# 1/2 blind Dovetail Jig



## lenh (Feb 27, 2009)

I want to cut half blind dovetails in small drawers that have 1/2" fronts and 1/4" sides. the PC 4200 series that I have will only machine material that is a 1/2" thick minimum. Even the mini dovetail template requires material that is 1/2" thick. Is there a jig that will do what I want?


----------



## Dal300 (Jul 14, 2011)

Layer two pieces of 1/4" together.. then you have your 1/2". 
Also, you may want to make it even thicker. I have a difficult time making box joints or dovetails in thin stuff without getting a lot of tear out. I usually have to use a backer board.


----------



## bobj3 (Jan 17, 2006)

Hi Ken 

Not for the blind dovetail but the one below will do it easy

The Katie Jig Jr. - Katie Jig Tool System

http://www.sommerfeldtools.com/Organic-Half-Blind-Dovetail-Katie-Jig-Plate/productinfo/SOKJHB/

http://www.sommerfeldtools.com/New-Katie-Jig-w_Bars/productinfo/SOKJ/

http://www.ebay.com/itm/5pc-Top-Bea...587947847?pt=Routers_Bits&hash=item20bbb1d747
==========



lenh said:


> I want to cut half blind dovetails in small drawers that have 1/2" fronts and 1/4" sides. the PC 4200 series that I have will only machine material that is a 1/2" thick minimum.
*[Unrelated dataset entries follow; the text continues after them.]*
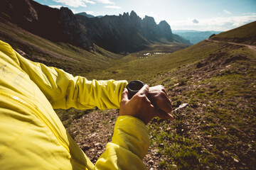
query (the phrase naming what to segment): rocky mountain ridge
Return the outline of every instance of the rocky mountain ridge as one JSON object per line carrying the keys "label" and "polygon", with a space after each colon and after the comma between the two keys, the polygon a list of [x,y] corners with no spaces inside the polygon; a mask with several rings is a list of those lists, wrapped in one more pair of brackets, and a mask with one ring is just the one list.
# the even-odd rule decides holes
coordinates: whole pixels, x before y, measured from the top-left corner
{"label": "rocky mountain ridge", "polygon": [[52,8],[32,0],[3,0],[0,10],[1,22],[7,21],[51,41],[88,50],[94,50],[95,45],[119,53],[141,50],[155,42],[189,43],[174,35],[166,21],[157,25],[154,18],[142,19],[134,11],[89,18],[74,15],[65,7]]}

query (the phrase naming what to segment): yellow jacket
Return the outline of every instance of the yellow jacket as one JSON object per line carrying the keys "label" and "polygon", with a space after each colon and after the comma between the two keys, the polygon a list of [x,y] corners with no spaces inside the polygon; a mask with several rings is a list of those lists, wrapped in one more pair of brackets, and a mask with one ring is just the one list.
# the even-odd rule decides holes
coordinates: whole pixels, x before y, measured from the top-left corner
{"label": "yellow jacket", "polygon": [[0,40],[1,169],[144,169],[147,128],[119,116],[94,165],[53,108],[119,107],[126,81],[88,81],[25,59]]}

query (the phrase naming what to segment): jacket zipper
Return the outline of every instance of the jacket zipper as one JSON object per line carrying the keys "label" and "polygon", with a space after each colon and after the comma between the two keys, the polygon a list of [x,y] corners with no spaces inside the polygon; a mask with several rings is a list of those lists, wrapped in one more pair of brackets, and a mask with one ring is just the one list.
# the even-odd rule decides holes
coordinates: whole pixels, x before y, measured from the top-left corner
{"label": "jacket zipper", "polygon": [[70,152],[70,149],[66,142],[65,142],[63,140],[61,137],[60,137],[60,135],[58,135],[58,133],[56,132],[54,127],[48,120],[48,119],[45,117],[45,115],[36,108],[35,105],[33,105],[31,102],[28,102],[27,100],[23,100],[20,96],[18,97],[16,96],[11,95],[7,92],[0,91],[0,96],[4,96],[6,98],[8,98],[11,101],[15,101],[19,106],[25,106],[26,108],[28,108],[30,111],[34,113],[34,115],[38,115],[40,118],[40,119],[43,120],[43,122],[47,125],[47,127],[49,128],[49,129],[53,133],[53,135],[55,135],[58,141],[60,143],[60,144],[63,147],[64,147],[70,154],[72,159],[74,159],[79,164],[82,165],[83,167],[86,166],[85,164],[83,164],[80,161],[78,160],[75,157],[73,157],[73,155]]}

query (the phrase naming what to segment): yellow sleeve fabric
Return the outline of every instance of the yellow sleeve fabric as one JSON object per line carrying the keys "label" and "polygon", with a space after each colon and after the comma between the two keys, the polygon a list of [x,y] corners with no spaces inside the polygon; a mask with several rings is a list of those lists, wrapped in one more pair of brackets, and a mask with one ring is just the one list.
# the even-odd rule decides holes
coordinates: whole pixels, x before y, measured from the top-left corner
{"label": "yellow sleeve fabric", "polygon": [[149,144],[148,130],[140,120],[119,116],[112,142],[96,162],[95,169],[146,169],[142,159]]}
{"label": "yellow sleeve fabric", "polygon": [[0,166],[4,169],[146,169],[142,159],[149,135],[142,121],[119,116],[112,142],[94,166],[51,106],[119,108],[126,81],[74,77],[23,58],[1,40],[0,67]]}
{"label": "yellow sleeve fabric", "polygon": [[21,67],[45,94],[53,108],[119,108],[127,81],[89,81],[41,63],[18,58]]}

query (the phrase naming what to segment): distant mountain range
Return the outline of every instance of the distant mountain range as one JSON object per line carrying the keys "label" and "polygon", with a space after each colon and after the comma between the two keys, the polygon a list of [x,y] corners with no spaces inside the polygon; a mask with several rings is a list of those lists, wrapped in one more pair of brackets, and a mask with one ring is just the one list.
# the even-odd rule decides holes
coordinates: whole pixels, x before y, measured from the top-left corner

Even the mini dovetail template requires material that is 1/2" thick. Is there a jig that will do what I want?


----------



## jlord (Nov 16, 2009)

lenh said:


> I want to cut half blind dovetails in small drawers that have 1/2" fronts and 1/4" sides. the PC 4200 series that I have will only machine material that is a 1/2" thick minimum. Even the mini dovetail template requires material that is 1/2" thick. Is there a jig that will do what I want?


The standard half-blind template is the only template that requires 1/2" min. It will handle 1/2" - 1-1/8" material. All the other templates handle 1/4" & up. 

If you have the miniature template you can do through dovetails in material 1/4" - 1/2" both tails & pins. You can do box joints in 1/4" - 1/2" material. Can you make your sides 1/2" then you can make half-blind dovetails with the template you have? It's only a 1/2" total difference.


----------



## lenh (Feb 27, 2009)

jlord said:


> The standard half-blind template is the only template that requires 1/2" min. It will handle 1/2" - 1-1/8" material. All the other templates handle 1/4" & up.
> 
> If you have the miniature template you can do through dovetails in material 1/4" - 1/2" both tails & pins. You can do box joints in 1/4" - 1/2" material. Can you make your sides 1/2" then you can make half-blind dovetails with the template you have? It's only a 1/2" total difference.


James,

Thanks for the response. i'm making a bunch of little drawers that are only about 4 inches wide by 2 1/4 high. The drawer fronts will be 1/2". I tend to think that 1/2" sides won't look right. Admittedly I won't lose much drawer space, it's aesthetic. i'm beginning to wonder if there is such a jig that will do this. Cutting the pins seems to be the real hangup. My little brain is going in all different directions. I could use 1/4" materal all around and cut through dovetails and then glue on a false front of 1/4" material. Or, looks be damned and just use 1/2" for the sides. Or I could use a lock miter joint or a rebbbeted joint. Since the fronts will be walnut and the sides maple I like the look of dovetails. Strength is not an issue in drawers this size.


----------



## bobj3 (Jan 17, 2006)

HI Len

Why not use the router bit below and do it all with one router bit when they are that small it's not a bit deal to see the box joints showing ..  and it's quick and easy do all the parts at one time with just a pass or two by the bit then pop in your 1/8" slot cutter to put the slot in place for the bottom and you have them all done with in 5 mins.for ea. drawer and your ready for glue up time..  but I do suggest a little bead cut on the front of the drawers for that pro.look..

1 PC 1/2" SH 5 Slots Adjustable Box Joint Router Bit | eBay

=======


----------